Tratar desse novo formato contemporâneo de educação seria, então, obrigatoriamente, tratar também dessas nossas próprias violências, ou seja, compreender nossos tabus, nossos preconceitos e estarmos abertos às novas situações diárias que ocupam os espaços de dentro e fora da escola.

Situações resistentes por parte dos professores, desde a participação na formação oferecida, até a sua falta de motivação para tratar da mudança, denunciam a violência implícita que ocupa o lugar da própria escola, justificada na maioria das vezes pelo medo do que pode acontecer.

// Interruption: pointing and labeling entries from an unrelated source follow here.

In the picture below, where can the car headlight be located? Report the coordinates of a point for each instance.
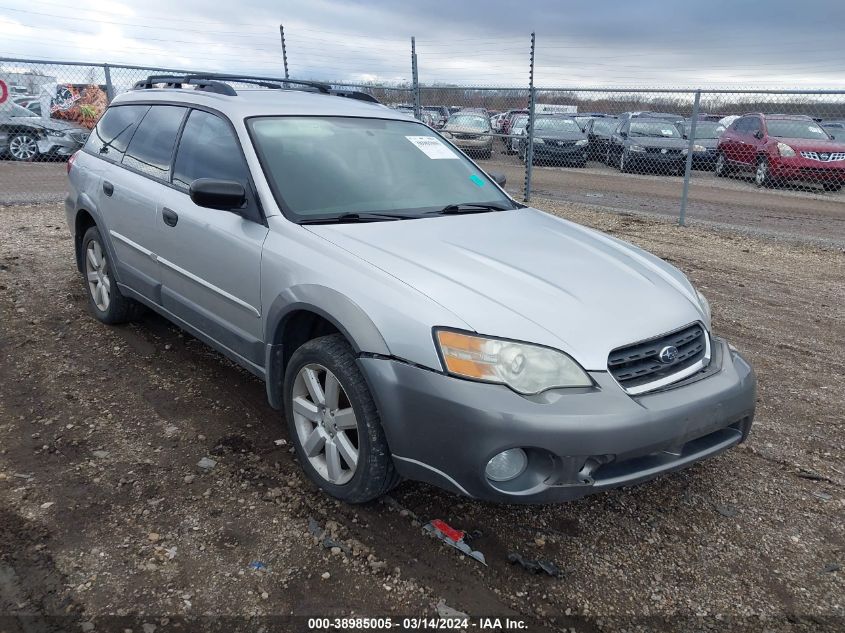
(525, 368)
(705, 307)
(785, 150)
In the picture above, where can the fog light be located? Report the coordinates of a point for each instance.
(507, 465)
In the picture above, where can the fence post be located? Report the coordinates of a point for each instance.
(415, 78)
(109, 85)
(529, 130)
(688, 166)
(284, 50)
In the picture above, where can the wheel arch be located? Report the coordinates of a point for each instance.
(302, 313)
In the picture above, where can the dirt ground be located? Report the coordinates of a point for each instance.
(108, 523)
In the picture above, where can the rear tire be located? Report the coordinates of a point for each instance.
(722, 168)
(105, 301)
(327, 435)
(763, 174)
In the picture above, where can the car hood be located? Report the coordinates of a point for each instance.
(657, 141)
(529, 276)
(46, 124)
(812, 145)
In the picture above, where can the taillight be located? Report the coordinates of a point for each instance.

Medo da família não compreender direito o papel do educador, medo de sofrer represálias, conforme observamos na fala da educadora B: “Já estive em contato com caso suspeito há anos atrás, mas por ser uma situação de íntimo da família, acaba provocando medo da gente falar sobre isso e sofrer represálias”. Medo de cobrar das autoridades posturas mais atuantes são frequentes nas falas dos docentes, que não percebem que estão encarcerados em seus próprios medos, deixando de cumprir seu papel efetivo enquanto educador.

Os professores necessitam também aprender, aprender a sair daquele quadrado confortável em que se sentem protegidos, pois estão a ocupar um espaço de fala passiva, projetam as responsabilidades ao outro e não percebem que o protagonista da mudança pode ser cada um de nós.

Colocam-se como vítimas da violência escondendo-se atrás desta tarja, tornando-se eles próprios “violentadores”, quando, pelo medo, se sentem imobilizados em tomar frente e denunciar a violência sexual, por exemplo. Como relata a professora C: “Tenho medo de fazer uma ‘tempestade em copo d’agua’ em achar que é, mas não existir a situação do abuso.”

Assim podemos nos questionar: quem é o verdadeiro algoz? Aquele que passa ao ato, ou aquele que por medo não denuncia a violência de um indefeso?

Necessitamos, sem dúvida, propor novos modelos de educação, em que possamos compreender que ela vai além de currículos, de propostas didáticas. Mas, para isso, o docente necessita antes de tudo educar-se e posteriormente educar para a vida.